Siria, cosa succede dopo il raid di Israele sull’ambasciata dell’Iran: «La vendetta arriverà al momento giusto»

L’omicidio mirato di Zahedi. La condanna dell’attacco terroristico. Le paure di Washington e il rischio escalation

Il raid di Israele sull’ambasciata iraniana in Siria è il colpo più importante dall’uccisione di Soleimani. Ma ora Teheran studia la vendetta e c’è il rischio di una guerra regionale. Nello strike è morto l’80enne Mohamed Reza Zahedi, che guidava i 4 mila pasdaran impegnati a sostenere il regime di Bashar Al Assad e agiva come collegamento con Hezbollah. Con lui sono stati uccisi Hossein Aminullah, capo di Stato maggiore per Siria e Libano, e Haj Rahimi, comandante dell’ala palestinese. Reuters racconta che nel distretto di Mezzeh a Damasco gli operatori dell’emergenza si sono arrampicati sulle macerie dell’edificio distrutto mentre una bandiera dell’Iran pendeva tra le macerie. L’ambasciatore di Teheran ha detto che l’attacco ha colpito un edificio consolare all’interno dell’ambasciata.


L’attacco «terroristico»

«Condanniamo fermamente questo atroce attacco terroristico che ha preso di mira l’edificio del consolato iraniano a Damasco e ha ucciso numerosi innocenti», ha detto il ministro degli Esteri siriano Faisal Mekdad, sul posto insieme al ministro degli Interni siriano. Israele ha preso da tempo di mira le installazioni militari iraniane in Siria. L’attacco di lunedì è stato una novità. Il paese li ha intensificati insieme alla guerra contro Hamas innescata dall’attacco del 7 ottobre. Secondo le autorità sanitarie palestinesi più di 32.000 palestinesi sono stati uccisi nell’offensiva israeliana a Gaza. Il New York Times ha detto che quattro funzionari israeliani hanno riconosciuto che Israele aveva effettuato l’attacco.


Le paure di Washington

La missione iraniana delle Nazioni Unite ha descritto l’attacco come una «flagrante violazione della Carta delle Nazioni Unite, del diritto internazionale e del principio fondamentale dell’inviolabilità delle sedi diplomatiche e consolari». Il portavoce del Dipartimento di Stato americano Matthew Miller ha detto che Washington rimane «preoccupata per qualsiasi cosa possa provocare un’escalation o causare un aumento del conflitto nella regione». Ma gli Usa non si aspettano che l’attacco influenzi i colloqui sulla liberazione degli ostaggi israeliani detenuti da Hamas.

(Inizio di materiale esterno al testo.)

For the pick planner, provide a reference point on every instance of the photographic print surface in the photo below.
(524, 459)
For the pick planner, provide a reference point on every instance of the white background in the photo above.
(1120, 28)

Jon Alterman del think tank CSIS ha affermato che l’attacco probabilmente riflette la convinzione di Israele che tali colpi non siano pericolosi e rendano meno probabile, anziché più, un conflitto più ampio: «Sono convinti che finché faranno qualcosa del genere periodicamente, i loro avversari saranno scoraggiati».

Il rischio escalation

Steven Cook, analista del Council on Foreign Relations di Washington, intravede il rischio potenziale di un’escalation. «L’IRGC può allentare le restrizioni sui delegati in Iraq e Siria, mettendo nuovamente in pericolo le forze americane. Gli iraniani potrebbero anche ordinare a Hezbollah di intensificare i suoi attacchi contro Israele, che sono diventati sempre più audaci e numerosi». Repubblica spiega che attualmente l’Iran non può permettersi di bombardare in via diretta bersagli di Israele perché darebbe il via a un’escalation imprevedibile. Dopo la morte di Soleimani i militari iraniani bombardarono le basi americane in Iraq per una notte. E ai più quella apparve una mossa coreografica per lasciare il contentino della reazione all’opinione pubblica. L’operazione si concluse senza vittime.

La rappresaglia

È invece possibile che Teheran scelga altre azioni di rappresaglia. Già oggi al confine con il Libano Hezbollah lancia attacchi con missili e colpi di mortaio. Le risposte di Israele hanno portato a più di 500 vittime in sei mesi secondo i giornali. Poi c’è il mar Rosso, dove gli Houthi prendono di mira le navi commerciali. Si rischiano anche nuovi attacchi nei confronti delle basi americane in Siria e in Iraq. Per ora l’Iran dice che la vendetta arriverà al momento giusto.